Mr. Mann presses his lips together determinedly, pulls my shirt slowly over my head. I cover myself instinctively with my arms. My skin prickles with goose bumps. He kisses them, moves his mouth up under my arm. The feeling as he kisses me there is indescribable. He helps me to straighten my arms.
My turn. I unbutton his shirt, throw it on the floor. I spend an uncertain amount of time nuzzling his newly exposed skin. Every part of my body is suddenly connected to my toes.
I feel myself changing, shifting. Now I’m tugging at his pants and then at mine. He’s kissing me everywhere, squeezing me, running his fingers over places no one else has touched.

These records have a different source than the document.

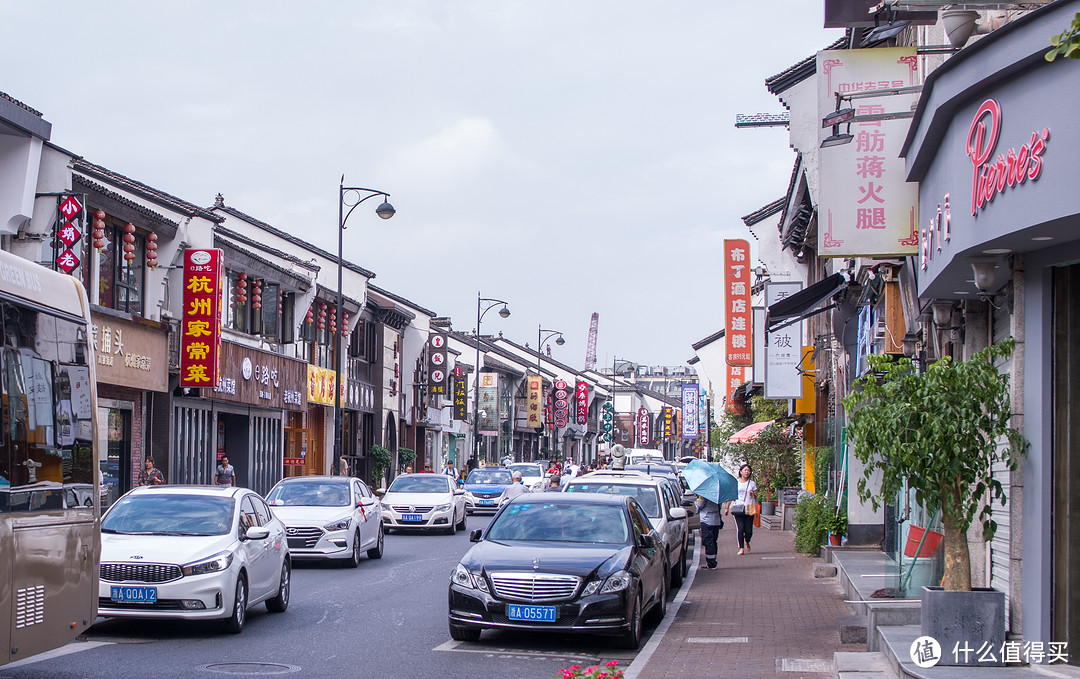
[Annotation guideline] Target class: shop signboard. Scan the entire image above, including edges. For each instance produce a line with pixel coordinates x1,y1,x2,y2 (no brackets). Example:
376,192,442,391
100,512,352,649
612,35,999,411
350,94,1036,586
90,311,168,392
525,375,543,429
180,248,225,388
765,281,802,399
724,239,754,366
213,341,306,411
573,381,589,425
818,46,919,257
681,383,701,438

It’s too much; it’s frying my wiring. I close my eyes. The same thin blue light starts up again, just like when he kissed me. It starts as a line behind my eyelids. The blue line grows, becomes an arc, then a circle. I’m suddenly aware of the miracle of my bare skin against his bare skin. Just as the blue circle behind my eyes is completing itself, he—
Now there is no thought. It’s not possible anymore. Everything is scattered. All control and focus are gone.
I break an unspoken promise to myself not to cry.
Not from the pain. It hurts, just as he said it would. But it hurts in more ways than he even knows. It hurts the way dying must hurt, if you truly see a new world rushing at you.
It’s the first time I’ve ever said his name out loud. I try it again and again.